Well I left the lights working via the power supply for several hours but I am disappointed because they get extremely hot. I think this is a design flaw too as I have another set that I bought that I hooked up per the package instructions using the standard driver that came with it and plugged those into the 110v AC wall socket. They get just as hot also. I would certainly never consider mounting these under a cabinet which is what they are intended for. Looks like a fire hazard either way....


----------



## ianfield (Mar 10, 2013)

flyingvranch said:


> Well I left the lights working via the power supply for several hours but I am disappointed because they get extremely hot. I think this is a design flaw too as I have another set that I bought that I hooked up per the package instructions using the standard driver that came with it and plugged those into the 110v AC wall socket. They get just as hot also. I would certainly never consider mounting these under a cabinet which is what they are intended for. Looks like a fire hazard either way....



Can you post a photo of your setup and/or list any part numbers?


----------



## snakebite (Mar 10, 2013)

high power led's must dissipate heat.not as much as a bulb but they still need to get rid of it.
the puck housing is likely the heatsink.
post pics with the cover off.the power supply may be a constant current type.if there is no resistor or regulator in the puck the led's will become fed's.emitting smoke rather than photons.


----------



## flyingvranch (Mar 11, 2013)

Here is a link to the product. http://www.homedepot.com/p/Hampton-Bay-LED-Black-Puck-Light-Kit-21343KIT-B/203000440#specifications

I am unable to directly upload attachments yet, apparently because I am a new member to this forum. Hope this helps!


----------



## ianfield (Mar 11, 2013)

flyingvranch said:


> Here is a link to the product. http://www.homedepot.com/p/Hampton-Bay-LED-Black-Puck-Light-Kit-21343KIT-B/203000440#specifications
> 
> I am unable to directly upload attachments yet, apparently because I am a new member to this forum. Hope this helps!
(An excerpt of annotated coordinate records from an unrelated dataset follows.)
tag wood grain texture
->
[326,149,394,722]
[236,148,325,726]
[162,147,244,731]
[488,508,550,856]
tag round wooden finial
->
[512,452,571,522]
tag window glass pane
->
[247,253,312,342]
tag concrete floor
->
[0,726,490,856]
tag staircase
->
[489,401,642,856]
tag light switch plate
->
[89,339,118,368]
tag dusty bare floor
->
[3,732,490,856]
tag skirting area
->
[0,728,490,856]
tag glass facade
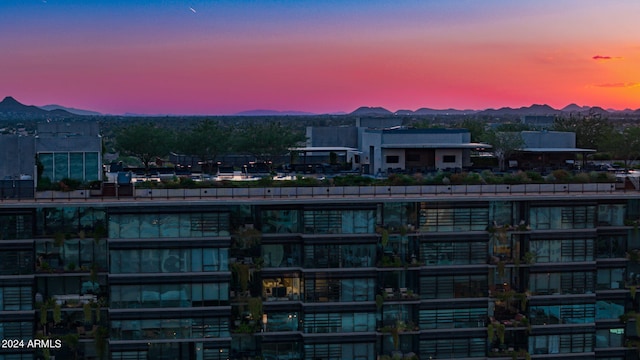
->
[38,152,102,182]
[0,198,640,360]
With the combined Vf of 3x white LEDs coming to around 10.2V, I'm inclined to wonder if they're relying on cable resistance to limit the current from a fixed voltage PSU!


----------



## SemiMan (Mar 11, 2013)

If you have a current meter you could measure the current going to one light and see what the current is running from the battery. If they are the same or close (over the range up to 14.4), then you should be fine. If not, then it is time to look at other lights.

When you say "hot" could you hold them in your hand for a period of time, or so hot you drop them immediately? Even if the latter, it does not mean they are "too hot". Keep in mind the ignition temperature for any common materials is quite high and even discoloration does not occur till well over 100C. It is likely not an issue.

Semiman


----------